Pella Chronicle

Local News

August 15, 2013

Final payment authorized for compliance project

During last Tuesday evening, the Pella City Council approved a resolution accepting Improvements and Authorizing Final Payment to for the Diesel Engine RICE NESHAP Compliance Project.

This resolution accepts the improvements and authorizes final payment of $78,332 to CSE Enterprises, LLC for work associated with the project known as Diesel Engine RICE NESHAP Compliance Project.

Council approved the contract with CSE Enterprises on November 5, 2012 in the amount of $456,000 for the work consisting of replacing the existing silencer with a combination silencer catalyst and installing a closed crankcase ventilation system. On March 5, 2013, Change Order No. 1 was approved for the installation of compliance monitoring equipment. Final documents have been reviewed and the Engineer’s Statement of Final Completion signed.
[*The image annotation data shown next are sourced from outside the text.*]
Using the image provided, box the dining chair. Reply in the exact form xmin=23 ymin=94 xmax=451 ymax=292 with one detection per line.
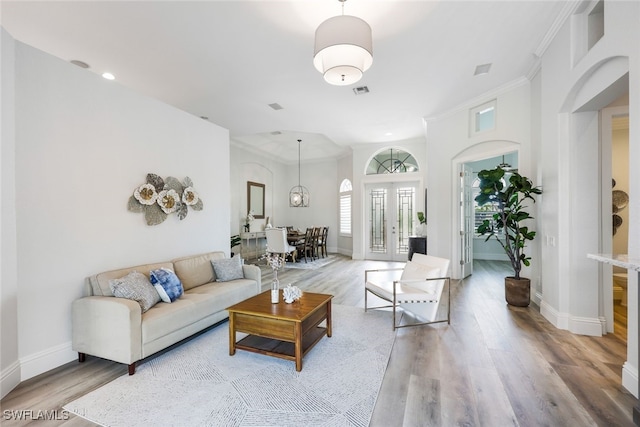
xmin=264 ymin=228 xmax=297 ymax=262
xmin=296 ymin=227 xmax=314 ymax=262
xmin=318 ymin=227 xmax=329 ymax=258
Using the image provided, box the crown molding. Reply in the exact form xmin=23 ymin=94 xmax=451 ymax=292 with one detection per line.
xmin=422 ymin=77 xmax=530 ymax=123
xmin=533 ymin=0 xmax=584 ymax=58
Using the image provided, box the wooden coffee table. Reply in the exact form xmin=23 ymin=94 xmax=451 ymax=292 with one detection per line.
xmin=227 ymin=291 xmax=333 ymax=372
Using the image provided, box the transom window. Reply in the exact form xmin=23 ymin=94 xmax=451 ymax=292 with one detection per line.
xmin=367 ymin=148 xmax=418 ymax=175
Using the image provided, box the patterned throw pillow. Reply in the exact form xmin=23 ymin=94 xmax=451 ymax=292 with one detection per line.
xmin=211 ymin=256 xmax=244 ymax=282
xmin=109 ymin=271 xmax=160 ymax=313
xmin=149 ymin=268 xmax=184 ymax=303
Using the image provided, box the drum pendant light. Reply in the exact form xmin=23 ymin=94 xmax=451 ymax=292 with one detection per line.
xmin=313 ymin=0 xmax=373 ymax=86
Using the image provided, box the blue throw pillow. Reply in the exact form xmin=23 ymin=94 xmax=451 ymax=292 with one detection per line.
xmin=149 ymin=268 xmax=184 ymax=302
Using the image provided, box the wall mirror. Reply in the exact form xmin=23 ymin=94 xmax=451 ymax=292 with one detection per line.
xmin=247 ymin=181 xmax=264 ymax=218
Council also approved a resolution Fixing Date for a Public Hearing on the Proposal to Enter into a Development Agreement with Mill Farm Partners, L.L.C.

This resolution establishes August 20, 2013 as the public hearing date for a proposed development agreement with Mill Farm Partners, LLC, and authorizes staff to provide the required public notices.
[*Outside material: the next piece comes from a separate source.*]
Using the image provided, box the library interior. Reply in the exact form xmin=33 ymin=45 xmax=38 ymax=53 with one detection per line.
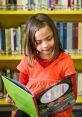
xmin=0 ymin=0 xmax=82 ymax=117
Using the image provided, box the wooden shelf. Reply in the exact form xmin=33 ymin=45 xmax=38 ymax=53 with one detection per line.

In December of 2012 the City Council approved a conditional resolution of support for the Overland Property Group’s proposed Section 42 Housing Development referred to as the Mill Farm Housing Development. This housing project will consist of a 32-unit affordable housing complex in the View Point subdivision in Pella, adjacent to the Sports Page Grill and across from the Ulrich dealership.
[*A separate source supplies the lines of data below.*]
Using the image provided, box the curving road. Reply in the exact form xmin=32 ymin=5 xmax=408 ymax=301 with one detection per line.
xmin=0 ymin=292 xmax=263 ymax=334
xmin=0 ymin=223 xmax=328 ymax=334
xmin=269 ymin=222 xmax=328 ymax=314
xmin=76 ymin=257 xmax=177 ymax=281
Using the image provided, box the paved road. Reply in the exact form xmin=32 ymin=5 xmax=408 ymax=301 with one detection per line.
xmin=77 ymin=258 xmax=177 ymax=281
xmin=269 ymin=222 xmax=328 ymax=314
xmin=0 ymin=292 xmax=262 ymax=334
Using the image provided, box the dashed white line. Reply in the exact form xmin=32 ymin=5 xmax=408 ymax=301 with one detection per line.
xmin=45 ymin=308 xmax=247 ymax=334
Since Council’s approval of the conditional resolution of support last December, the Iowa Finance Authority has awarded housing tax credits for the project, and the developer intends to proceed with constructing the project. However, the project is contingent upon receiving the community match as stated in the City’s conditional resolution of support.

The estimated valuation of the property is approximately $5.2 million and according to the Marion County Assessor, the property would be taxed based on a formula received by the State of Iowa, which takes into consideration the income generated by the property. For other Section 42 housing developments in Marion County, this rate ranges between 15 and 50 percent of what the property would pay for property taxes if it was not Section 42.